The De Brouckèreplein or Place de Brouckère is a square in the center of Brussels, named after Charles de Brouckère (junior). The square is one of the main thorough fares of the city center of Brussels, which was created by the vault of the Zenne. The Brouckèreplein took the place of the in 1893 demolished Augustine Church.
The De Brouckèreplein is dominated by buildings from the turn of the century, but since the seventies, there are also modern behemoths risen. On the east side of the square there are two underground shopping arcades, the Anspach center and the Coin-center, extending to the Muntplein. The square is the presence of theaters, a cinema multiplex, hotels and restaurants as one of the main venues and entertainment centers in the city. Jacques Brel sang the turbulent square in Brussels, one of his most famous songs.
The De Brouckèreplein is not only an important hub for traffic – the busy Boulevard Anspach, coming from the south, down here in the small ring leading Emile Jacqmain and Adolphe Max – but also for public transport. Below the square is indeed one of the busiest stations of the Brussels metro: The Brouckère.
Here crosses the east-west lines 1 and 5, the north-south axis of the pre-metro. The bus station is also Bisschopstraat start and end points for various urban and regional bus services.

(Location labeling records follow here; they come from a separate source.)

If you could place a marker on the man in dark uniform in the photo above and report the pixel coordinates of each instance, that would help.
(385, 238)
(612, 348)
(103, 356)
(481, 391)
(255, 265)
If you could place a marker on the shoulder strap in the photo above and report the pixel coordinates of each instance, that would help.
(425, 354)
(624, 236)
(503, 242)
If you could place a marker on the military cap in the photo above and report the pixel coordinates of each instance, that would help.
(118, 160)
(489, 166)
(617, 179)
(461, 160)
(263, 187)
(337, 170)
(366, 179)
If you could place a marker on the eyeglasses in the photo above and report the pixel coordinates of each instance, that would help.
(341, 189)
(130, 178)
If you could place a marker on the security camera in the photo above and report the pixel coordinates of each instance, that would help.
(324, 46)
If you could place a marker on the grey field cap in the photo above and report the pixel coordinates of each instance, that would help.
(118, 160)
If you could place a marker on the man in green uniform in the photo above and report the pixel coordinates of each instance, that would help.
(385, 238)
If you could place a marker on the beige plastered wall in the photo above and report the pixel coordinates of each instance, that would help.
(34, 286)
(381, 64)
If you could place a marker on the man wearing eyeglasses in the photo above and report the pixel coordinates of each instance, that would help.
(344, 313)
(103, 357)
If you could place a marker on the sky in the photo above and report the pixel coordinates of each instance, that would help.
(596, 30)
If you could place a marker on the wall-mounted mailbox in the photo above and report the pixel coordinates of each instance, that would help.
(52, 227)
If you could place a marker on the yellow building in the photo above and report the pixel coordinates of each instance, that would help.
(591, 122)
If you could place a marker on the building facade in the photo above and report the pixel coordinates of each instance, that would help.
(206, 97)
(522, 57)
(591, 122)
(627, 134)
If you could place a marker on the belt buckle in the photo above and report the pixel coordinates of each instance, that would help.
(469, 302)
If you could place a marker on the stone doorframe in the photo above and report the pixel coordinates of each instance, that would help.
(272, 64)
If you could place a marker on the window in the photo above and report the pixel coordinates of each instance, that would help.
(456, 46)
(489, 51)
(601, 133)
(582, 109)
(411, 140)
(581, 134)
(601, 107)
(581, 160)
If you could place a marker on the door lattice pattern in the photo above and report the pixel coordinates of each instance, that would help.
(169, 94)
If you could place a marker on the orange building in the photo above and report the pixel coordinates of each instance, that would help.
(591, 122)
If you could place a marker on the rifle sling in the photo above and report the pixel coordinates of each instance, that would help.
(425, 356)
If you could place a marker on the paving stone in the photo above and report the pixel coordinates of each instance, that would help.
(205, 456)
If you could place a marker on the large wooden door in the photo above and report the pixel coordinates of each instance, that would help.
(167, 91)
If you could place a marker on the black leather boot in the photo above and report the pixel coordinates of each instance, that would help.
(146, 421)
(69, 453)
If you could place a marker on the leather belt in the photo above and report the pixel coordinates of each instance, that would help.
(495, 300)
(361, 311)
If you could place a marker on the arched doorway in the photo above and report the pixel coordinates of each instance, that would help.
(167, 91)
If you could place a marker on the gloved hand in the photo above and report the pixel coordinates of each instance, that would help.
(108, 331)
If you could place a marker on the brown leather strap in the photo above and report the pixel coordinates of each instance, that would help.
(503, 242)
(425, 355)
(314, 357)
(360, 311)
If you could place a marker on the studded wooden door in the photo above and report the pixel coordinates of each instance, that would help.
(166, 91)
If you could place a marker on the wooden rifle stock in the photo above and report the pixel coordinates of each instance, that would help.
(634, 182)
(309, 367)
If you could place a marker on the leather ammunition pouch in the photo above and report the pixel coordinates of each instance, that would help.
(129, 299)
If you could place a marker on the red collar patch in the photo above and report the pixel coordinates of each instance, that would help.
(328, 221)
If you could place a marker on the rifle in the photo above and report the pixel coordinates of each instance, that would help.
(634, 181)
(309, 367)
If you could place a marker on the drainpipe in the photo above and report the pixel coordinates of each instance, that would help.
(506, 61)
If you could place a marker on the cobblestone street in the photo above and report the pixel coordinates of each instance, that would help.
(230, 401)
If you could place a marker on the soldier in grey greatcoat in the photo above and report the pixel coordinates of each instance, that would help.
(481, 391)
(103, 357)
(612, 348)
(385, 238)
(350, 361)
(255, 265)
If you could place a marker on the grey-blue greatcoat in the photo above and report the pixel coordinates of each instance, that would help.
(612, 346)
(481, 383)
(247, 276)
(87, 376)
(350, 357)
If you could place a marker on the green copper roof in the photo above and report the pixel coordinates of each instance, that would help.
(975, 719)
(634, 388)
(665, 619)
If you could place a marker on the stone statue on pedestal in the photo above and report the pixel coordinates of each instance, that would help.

Brussels is the capital of Belgium and the de facto capital of the European Union (EU). It is also the largest urban area in Belgium, comprising 19 municipalities, including the municipality of the City of Brussels, which is the de jure capital of Belgium, in addition to the seat of the French Community of Belgium and of the Flemish Community.
Brussels has grown from a 10th-century fortress town founded by a descendant of Charlemagne to a sizeable city. The city has a population of 1.1 million and a metropolitan area with a population of over 1.8 million, both of them the largest in Belgium. Since the end of the Second World War, Brussels has been a main centre for international politics. Hosting principal EU institutions and the headquarters of the North Atlantic Treaty Organization (NATO), the city has become the polyglot home of numerous international organisations, politicians, diplomats and civil servants.
Historically Dutch-speaking, Brussels has seen a major shift to French since Belgian independence in 1830. Today the city is officially bilingual. All road signs, street names, and many adverts and services are shown in both languages. Linguistic tensions remain, and the language laws regarding some municipalities surrounding Brussels are an issue of considerable controversy in Belgium.